I don't know about Yahoo, but in other organizations I've seen employees using gmail, for work, because it's more convenient than the corporate/enterprise email platform.
I also think am own domain and email is the better option and I cannot understand why a company of 100-150 employees would use google mail. Is it because of searching, sorting options or something else that is much better with gmail?
Well, I mean I know they are Google and all- but I can't imagine Gmail and Gcal supporting a corporate user very effectively. I use it for my personal stuff, but I am extremely appreciative of Exchange at work.
Not really. The communications team (about 400-500 people) who develop email product do use it. Unfortunately, for larger Verizon media, verizon has dictated that they use gmail. Explanation is that "Yahoo Mail" is consumer focused not enterprise focused which requires calendar support, conferencing etc.
Because it's the best email system available for most people. If you value productivity and usability the most, Gmail is the way to go. It's that simple.
Gmail is the only email system that I can tolerate. It actually makes using email borderline fun, whereas even something like Exchange is a nightmare. It works great with various applications, smartphones and has by far the best Web interface around. It handles spam well and allows me to easy filter messages (and have those filters work across devices).
For most of us, email is a tool that helps us get work done and communicate with family and friends. Rolling our own solutions is not worth the extra time, headaches and lost usability.
Google doesn't care about our data individually. They make money in anonymized, aggregate data. That's why I don't care that they are making money off of my data, because it's not my data that they care about. It's our data that they really care about.
And while I'd prefer if my email didn't fall into the hands of the US government, I don't actually have anything that I care that they see in it. It's more principle than anything else. And, as a US citizen, if I rolled my own solution, I don't think it would be any safer in my hands than Google's when it comes to warrants.
I do have real fears. My real fears with email are in using a system that isn't usable, isn't reliable and has data integrity issues. At the end of the day, Google's servers and technical know-how surpasses mine, and I feel that my email is safer and less likely to be lost due to hardware failure in their hands than in mine.
It really depends on what you value. If my email information was really sensitive, I would probably care more. If I were a company that valued sensitivity a lot, I might not use Gmail. Certainly if the work you do or the industry you are in needs the utmost privacy, you should look into the most secure option as possible.
But as an individual, Gmail is as good as it gets for me.
I just don't understand it. On the one hand, you can lose access to your mails and have almost no way of getting them back if you use GMail. On the other hand, you have an alternative but still stay with Google because their interface is better? I use an alternative and I don't care about the interface - it's good enough. I can read and write emails, there is human support, that's all I need from my email provider. I'd probably be happier if they had a better interface, but it's really not that important. I'm not judging it, that's your choice, but I just find it strange.
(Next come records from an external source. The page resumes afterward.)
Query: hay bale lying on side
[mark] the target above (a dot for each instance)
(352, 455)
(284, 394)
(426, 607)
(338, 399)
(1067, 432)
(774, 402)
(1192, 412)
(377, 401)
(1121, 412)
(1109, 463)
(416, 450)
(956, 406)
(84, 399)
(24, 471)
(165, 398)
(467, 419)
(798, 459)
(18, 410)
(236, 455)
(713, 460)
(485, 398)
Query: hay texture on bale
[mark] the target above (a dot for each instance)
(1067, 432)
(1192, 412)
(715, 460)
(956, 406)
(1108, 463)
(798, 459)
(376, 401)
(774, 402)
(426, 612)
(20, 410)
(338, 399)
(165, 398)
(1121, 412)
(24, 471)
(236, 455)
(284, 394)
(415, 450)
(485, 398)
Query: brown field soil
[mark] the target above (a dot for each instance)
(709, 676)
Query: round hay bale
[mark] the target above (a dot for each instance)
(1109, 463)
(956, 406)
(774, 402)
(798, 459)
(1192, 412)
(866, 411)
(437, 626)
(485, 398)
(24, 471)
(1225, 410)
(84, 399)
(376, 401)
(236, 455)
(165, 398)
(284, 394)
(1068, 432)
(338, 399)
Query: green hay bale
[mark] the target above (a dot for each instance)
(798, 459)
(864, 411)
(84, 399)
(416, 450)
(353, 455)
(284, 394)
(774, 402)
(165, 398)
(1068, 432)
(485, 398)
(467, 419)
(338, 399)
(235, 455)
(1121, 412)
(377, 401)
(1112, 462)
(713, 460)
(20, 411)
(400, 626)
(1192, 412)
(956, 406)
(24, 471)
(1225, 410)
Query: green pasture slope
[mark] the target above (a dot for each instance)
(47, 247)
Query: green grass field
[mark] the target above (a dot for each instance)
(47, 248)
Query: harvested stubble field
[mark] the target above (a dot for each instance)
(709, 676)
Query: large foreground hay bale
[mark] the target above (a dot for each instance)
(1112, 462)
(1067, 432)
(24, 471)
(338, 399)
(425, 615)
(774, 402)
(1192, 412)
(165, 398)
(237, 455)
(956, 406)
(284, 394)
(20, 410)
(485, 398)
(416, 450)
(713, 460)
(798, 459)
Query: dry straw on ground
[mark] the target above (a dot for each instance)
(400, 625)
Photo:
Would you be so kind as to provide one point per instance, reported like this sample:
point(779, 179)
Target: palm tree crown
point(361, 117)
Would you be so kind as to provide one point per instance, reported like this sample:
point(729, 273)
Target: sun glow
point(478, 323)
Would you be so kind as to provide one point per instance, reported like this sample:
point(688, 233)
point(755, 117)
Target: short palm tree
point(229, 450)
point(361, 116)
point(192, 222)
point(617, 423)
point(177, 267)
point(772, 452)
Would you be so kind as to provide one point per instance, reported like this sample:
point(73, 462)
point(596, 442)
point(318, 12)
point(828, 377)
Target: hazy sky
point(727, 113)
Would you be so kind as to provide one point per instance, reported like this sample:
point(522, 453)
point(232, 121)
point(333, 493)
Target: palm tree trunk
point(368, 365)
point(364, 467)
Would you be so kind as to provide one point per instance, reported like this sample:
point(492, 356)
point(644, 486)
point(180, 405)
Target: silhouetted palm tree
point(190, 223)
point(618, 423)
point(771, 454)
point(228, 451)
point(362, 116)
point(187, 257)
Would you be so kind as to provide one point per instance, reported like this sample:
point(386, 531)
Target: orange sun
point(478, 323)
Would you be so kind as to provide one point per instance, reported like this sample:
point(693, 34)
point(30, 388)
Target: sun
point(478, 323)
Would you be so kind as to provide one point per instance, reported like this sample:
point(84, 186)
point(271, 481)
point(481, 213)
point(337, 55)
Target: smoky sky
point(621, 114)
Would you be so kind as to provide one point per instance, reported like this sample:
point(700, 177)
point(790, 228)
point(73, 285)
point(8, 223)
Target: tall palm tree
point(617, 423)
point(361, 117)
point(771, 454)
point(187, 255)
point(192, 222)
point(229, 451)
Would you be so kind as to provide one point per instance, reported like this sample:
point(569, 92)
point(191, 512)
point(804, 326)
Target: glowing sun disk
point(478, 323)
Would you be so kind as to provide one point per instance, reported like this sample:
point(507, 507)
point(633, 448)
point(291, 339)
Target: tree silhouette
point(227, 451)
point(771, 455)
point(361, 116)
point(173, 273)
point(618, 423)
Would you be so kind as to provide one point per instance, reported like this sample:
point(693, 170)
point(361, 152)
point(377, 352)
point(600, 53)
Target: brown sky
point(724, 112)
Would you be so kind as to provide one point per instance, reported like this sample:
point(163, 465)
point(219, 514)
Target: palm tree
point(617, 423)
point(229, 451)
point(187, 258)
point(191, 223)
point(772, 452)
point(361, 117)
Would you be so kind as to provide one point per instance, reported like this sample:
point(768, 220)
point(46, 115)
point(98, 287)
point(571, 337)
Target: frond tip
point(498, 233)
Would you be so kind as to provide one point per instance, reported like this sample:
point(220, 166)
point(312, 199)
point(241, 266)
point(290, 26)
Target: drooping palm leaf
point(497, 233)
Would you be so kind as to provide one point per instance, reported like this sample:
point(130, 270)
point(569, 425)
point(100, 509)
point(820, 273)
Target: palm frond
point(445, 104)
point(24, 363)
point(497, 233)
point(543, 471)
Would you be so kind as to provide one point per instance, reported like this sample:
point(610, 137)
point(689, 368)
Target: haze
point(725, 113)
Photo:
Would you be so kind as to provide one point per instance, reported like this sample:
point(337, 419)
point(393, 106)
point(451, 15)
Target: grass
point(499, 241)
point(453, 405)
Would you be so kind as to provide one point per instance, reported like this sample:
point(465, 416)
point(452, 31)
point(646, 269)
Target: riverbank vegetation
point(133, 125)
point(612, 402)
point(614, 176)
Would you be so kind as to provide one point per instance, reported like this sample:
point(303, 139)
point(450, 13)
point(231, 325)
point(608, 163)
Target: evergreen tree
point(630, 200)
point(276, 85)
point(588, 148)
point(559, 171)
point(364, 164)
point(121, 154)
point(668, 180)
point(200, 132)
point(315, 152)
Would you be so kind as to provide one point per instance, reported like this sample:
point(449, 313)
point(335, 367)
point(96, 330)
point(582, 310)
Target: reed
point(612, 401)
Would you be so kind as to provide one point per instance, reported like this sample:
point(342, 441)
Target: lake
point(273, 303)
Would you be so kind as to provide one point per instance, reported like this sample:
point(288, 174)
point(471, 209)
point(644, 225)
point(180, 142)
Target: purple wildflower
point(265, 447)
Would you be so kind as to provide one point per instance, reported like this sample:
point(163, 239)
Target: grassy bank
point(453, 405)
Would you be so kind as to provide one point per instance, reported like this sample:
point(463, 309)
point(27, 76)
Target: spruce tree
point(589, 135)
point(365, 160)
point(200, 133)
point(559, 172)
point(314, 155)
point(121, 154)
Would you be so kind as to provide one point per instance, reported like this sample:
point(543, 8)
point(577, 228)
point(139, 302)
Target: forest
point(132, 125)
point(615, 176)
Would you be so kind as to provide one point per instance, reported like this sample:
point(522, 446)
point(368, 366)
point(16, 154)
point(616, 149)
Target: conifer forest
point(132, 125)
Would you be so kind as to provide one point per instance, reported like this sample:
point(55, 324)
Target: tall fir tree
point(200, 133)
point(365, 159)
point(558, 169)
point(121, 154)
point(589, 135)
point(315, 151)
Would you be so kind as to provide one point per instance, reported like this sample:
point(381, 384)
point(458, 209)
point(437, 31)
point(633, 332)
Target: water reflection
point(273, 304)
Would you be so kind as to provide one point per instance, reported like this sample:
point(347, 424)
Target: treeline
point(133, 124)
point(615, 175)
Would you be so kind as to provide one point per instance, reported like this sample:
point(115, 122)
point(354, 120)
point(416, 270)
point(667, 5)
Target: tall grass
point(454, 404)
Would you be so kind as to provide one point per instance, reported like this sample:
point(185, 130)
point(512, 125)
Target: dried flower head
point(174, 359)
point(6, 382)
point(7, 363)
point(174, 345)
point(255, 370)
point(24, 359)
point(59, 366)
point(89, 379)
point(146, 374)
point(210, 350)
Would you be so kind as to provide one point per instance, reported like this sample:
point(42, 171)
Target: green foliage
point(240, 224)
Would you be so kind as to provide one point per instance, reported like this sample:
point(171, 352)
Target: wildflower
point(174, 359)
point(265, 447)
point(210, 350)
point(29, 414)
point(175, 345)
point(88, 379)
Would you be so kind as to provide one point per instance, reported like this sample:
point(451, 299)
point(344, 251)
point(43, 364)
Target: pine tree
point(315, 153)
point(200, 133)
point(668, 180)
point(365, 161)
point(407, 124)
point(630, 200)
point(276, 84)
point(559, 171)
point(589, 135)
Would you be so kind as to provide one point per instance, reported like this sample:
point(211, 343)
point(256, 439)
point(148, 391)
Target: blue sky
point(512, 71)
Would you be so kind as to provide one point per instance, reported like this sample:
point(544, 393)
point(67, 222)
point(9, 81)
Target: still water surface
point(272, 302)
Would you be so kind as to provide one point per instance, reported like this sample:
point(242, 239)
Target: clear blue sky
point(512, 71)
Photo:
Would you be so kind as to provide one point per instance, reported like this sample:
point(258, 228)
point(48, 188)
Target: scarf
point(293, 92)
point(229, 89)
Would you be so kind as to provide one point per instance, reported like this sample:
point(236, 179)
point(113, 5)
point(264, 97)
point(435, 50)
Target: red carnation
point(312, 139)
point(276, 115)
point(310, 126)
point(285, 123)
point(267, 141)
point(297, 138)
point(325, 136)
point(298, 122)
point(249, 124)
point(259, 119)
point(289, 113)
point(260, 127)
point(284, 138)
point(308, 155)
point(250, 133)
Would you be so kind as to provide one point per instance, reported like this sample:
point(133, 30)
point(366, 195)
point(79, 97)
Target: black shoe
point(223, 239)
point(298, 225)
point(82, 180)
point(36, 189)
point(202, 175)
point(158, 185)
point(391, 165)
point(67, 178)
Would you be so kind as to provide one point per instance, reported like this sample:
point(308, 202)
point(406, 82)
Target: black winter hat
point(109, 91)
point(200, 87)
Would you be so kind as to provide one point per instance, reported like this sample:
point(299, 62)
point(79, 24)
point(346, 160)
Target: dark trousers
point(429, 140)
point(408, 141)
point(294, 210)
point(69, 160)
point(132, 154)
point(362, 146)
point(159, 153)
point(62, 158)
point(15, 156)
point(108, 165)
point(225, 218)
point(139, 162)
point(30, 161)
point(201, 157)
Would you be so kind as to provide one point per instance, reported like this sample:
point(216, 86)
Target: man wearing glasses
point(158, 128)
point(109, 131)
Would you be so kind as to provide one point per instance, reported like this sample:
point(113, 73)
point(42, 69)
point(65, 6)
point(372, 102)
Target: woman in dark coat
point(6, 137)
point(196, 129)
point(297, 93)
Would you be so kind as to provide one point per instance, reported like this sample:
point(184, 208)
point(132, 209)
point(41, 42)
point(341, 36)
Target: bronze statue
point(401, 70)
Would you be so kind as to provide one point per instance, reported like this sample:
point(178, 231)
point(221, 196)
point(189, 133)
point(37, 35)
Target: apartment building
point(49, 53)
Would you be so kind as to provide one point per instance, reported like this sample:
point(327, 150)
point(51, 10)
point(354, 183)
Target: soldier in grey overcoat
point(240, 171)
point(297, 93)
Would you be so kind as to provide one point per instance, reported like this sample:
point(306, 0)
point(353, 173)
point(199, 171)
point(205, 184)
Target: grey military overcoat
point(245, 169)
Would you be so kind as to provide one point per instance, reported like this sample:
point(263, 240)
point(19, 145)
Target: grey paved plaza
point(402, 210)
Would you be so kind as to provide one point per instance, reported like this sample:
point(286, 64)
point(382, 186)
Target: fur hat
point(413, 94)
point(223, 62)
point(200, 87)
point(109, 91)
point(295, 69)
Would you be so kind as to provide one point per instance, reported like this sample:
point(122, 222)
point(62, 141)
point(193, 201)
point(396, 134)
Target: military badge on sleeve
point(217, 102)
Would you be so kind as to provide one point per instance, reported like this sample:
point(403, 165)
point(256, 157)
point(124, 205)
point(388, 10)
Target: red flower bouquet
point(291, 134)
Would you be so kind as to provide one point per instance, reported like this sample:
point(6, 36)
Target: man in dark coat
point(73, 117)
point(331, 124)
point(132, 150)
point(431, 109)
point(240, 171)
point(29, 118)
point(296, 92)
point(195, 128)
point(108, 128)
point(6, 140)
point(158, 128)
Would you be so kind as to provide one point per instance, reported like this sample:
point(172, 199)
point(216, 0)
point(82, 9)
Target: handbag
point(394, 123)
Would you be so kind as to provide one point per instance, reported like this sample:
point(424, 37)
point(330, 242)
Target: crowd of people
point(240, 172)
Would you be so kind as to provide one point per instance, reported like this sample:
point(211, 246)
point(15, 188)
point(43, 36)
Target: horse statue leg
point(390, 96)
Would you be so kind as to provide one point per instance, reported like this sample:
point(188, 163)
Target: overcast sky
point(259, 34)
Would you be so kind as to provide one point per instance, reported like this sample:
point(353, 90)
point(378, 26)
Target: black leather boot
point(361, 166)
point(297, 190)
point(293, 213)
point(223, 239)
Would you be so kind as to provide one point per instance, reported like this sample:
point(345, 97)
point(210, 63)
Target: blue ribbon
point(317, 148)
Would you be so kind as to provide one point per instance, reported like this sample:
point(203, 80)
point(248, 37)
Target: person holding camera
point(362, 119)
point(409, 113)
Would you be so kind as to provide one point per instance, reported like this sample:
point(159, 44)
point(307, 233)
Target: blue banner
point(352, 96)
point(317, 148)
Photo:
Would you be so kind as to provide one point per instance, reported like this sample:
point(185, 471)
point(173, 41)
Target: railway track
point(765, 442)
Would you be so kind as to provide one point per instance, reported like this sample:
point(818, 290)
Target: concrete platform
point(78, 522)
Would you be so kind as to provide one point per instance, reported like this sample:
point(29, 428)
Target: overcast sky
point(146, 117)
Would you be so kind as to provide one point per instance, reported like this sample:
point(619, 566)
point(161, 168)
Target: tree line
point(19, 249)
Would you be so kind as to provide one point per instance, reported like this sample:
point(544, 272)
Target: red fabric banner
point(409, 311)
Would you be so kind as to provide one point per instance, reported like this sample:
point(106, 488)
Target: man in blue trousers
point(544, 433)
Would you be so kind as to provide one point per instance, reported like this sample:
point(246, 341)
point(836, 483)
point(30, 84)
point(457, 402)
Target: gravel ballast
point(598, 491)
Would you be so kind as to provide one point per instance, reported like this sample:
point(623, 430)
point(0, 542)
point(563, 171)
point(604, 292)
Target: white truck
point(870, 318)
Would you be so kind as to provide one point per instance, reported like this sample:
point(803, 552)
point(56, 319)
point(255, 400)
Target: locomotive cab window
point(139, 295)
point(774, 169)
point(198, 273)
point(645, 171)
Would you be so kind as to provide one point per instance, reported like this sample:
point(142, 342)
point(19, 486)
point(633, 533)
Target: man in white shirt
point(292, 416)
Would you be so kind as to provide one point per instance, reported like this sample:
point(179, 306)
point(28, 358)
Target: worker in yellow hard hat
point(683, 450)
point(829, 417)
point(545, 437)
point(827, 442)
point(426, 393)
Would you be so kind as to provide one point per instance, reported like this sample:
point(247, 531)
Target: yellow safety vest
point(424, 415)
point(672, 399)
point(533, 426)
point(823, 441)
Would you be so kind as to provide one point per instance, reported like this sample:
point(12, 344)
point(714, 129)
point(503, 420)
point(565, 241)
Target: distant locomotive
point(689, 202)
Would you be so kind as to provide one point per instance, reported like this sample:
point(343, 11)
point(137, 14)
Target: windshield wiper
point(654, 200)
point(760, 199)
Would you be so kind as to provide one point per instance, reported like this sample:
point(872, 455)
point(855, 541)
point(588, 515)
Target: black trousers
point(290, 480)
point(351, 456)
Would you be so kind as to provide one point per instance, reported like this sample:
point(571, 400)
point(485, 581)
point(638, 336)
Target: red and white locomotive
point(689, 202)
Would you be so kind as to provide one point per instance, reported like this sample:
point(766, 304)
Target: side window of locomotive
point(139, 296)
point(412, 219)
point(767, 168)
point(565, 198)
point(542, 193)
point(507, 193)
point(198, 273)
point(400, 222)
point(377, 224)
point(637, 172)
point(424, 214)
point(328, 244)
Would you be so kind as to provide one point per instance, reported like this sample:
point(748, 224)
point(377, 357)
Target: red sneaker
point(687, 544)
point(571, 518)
What kind of companies are these? I have worked in a dozen companies so far and in not one of them using GMail for personal use was against the corporate policy.
I think a vast majority of companies would fire (at least, call it out as against policy) if you just went ahead and used gmail for work emails because the official one is crappy.
I've run my own e-mail for the past 20 years, including setting up DKIM and all of that. Why do nearly all of you use some corporate service like gmail?
I suspect in part because Google eats its own dogfood here. GMail evolved out of Google's original internal e-mail system and is still the default mode of communication within the company today. That is in part why it is so fast and responsive: inefficiency equates to Google losing $$ on wasted productivity.
By comparison, I suspect that MS largely uses Outlook internally rather than Hotmail; surprisingly, the same is true of Yahoo (http://goo.gl/82mlql). FB employees, for their part, apparently use their personal accounts for a lot of work-related communication, which strikes me as a little weird.
In terms of users they obviously are the market leader. I use Outlook.com personally and consider it to be overall better than Gmail. I'd gladly debate this if you'd like.
Never the less, my original point was that all of these Gmail strengths that you think are very important are obviously not very important to people using Yahoo or their ISP webmail. The idea that everyone uses Gmail and any competitor must compete feature-by-feature is just incorrect.